‏ Numbers 18:20-23

20Ook zeide de Heere tot Aäron: Gij zult in hun land niet erven, en gij zult geen deel in het midden van henlieden hebben; Ik ben uw deel en uw erfenis, in het midden van de kinderen Israëls.
 Uw deel en uw erfenis, Vergelijk Deu 10:9.
21En zie, aan de kinderen van Levi heb Ik alle tienden in Israël ter erfenis gegeven, voor hun dienst, dien zij bedienen, den dienst van de tent der samenkomst.
 En zie, Of, en aangaande de kinderen van Levi, zie Ik heb hun, enz.
,
 tienden in Israël ter erfenis gegeven, Zie Lev 27:30.
22En de kinderen Israëls zullen niet meer naderen tot de tent der samenkomst, om zonde te dragen en te sterven.

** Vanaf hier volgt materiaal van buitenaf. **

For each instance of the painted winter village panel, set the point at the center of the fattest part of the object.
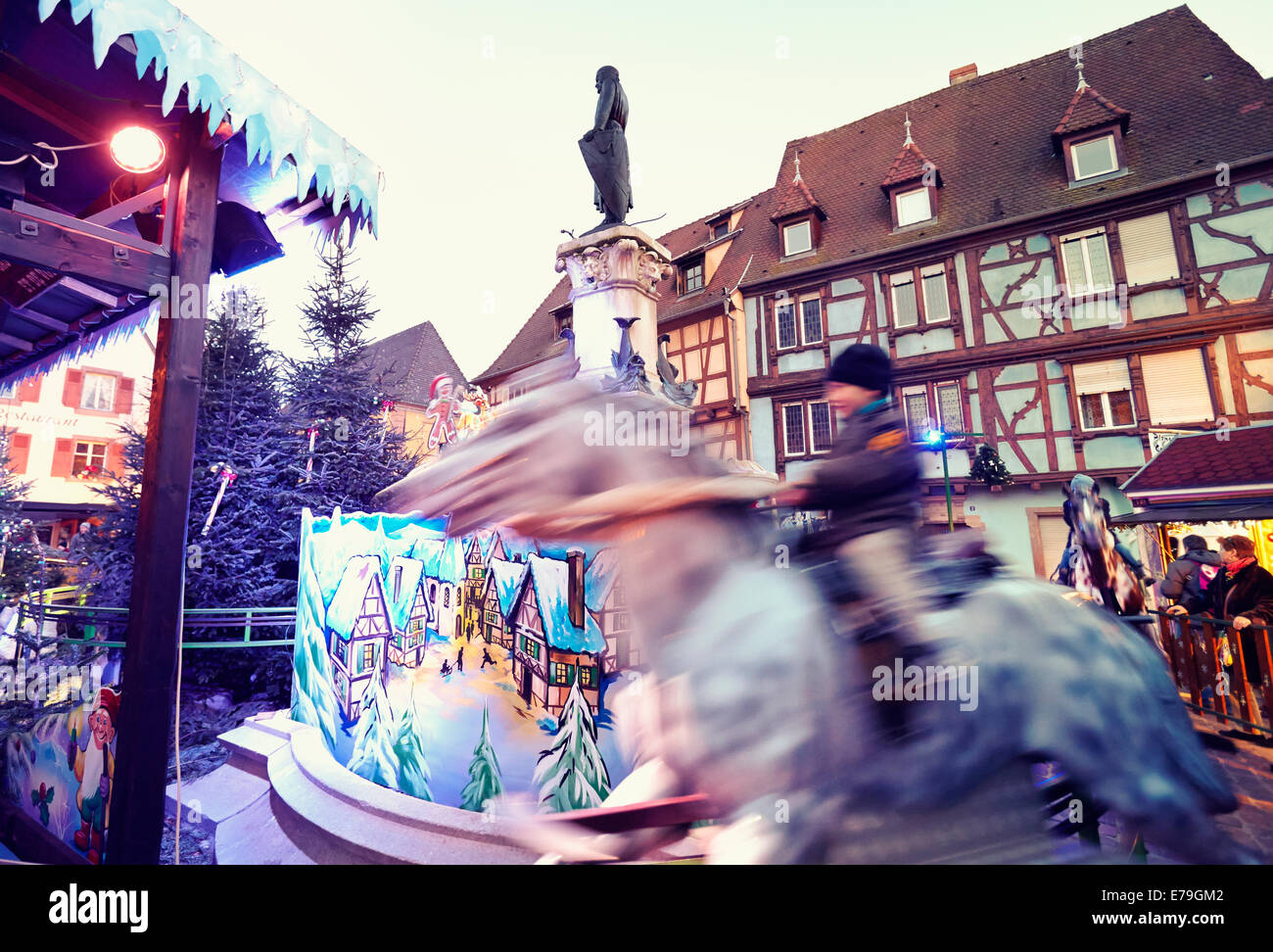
(62, 770)
(458, 668)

 om zonde te dragen Dat is, om zich schuldig te maken en straf op zich te laden. Zie boven, vs.1, en onder, vs.32.
,
 sterven Gelijk Korach en den zijnen gebeurd is. Zie boven, Num 16.
23Maar de Levieten, die zullen bedienen den dienst van de tent der samenkomst, en die zullen hun ongerechtigheid dragen; het zal een eeuwige inzetting zijn voor uw geslachten; en in het midden van de kinderen Israëls zullen zij geen erfenis erven.
 Levieten, Hebreeuws, Levi
,
 hun ongerechtigheid dragen; Dat is, zij zelf de straf dragen, wanneer zij misdoen in hun dienst. Zie boven, vs.1.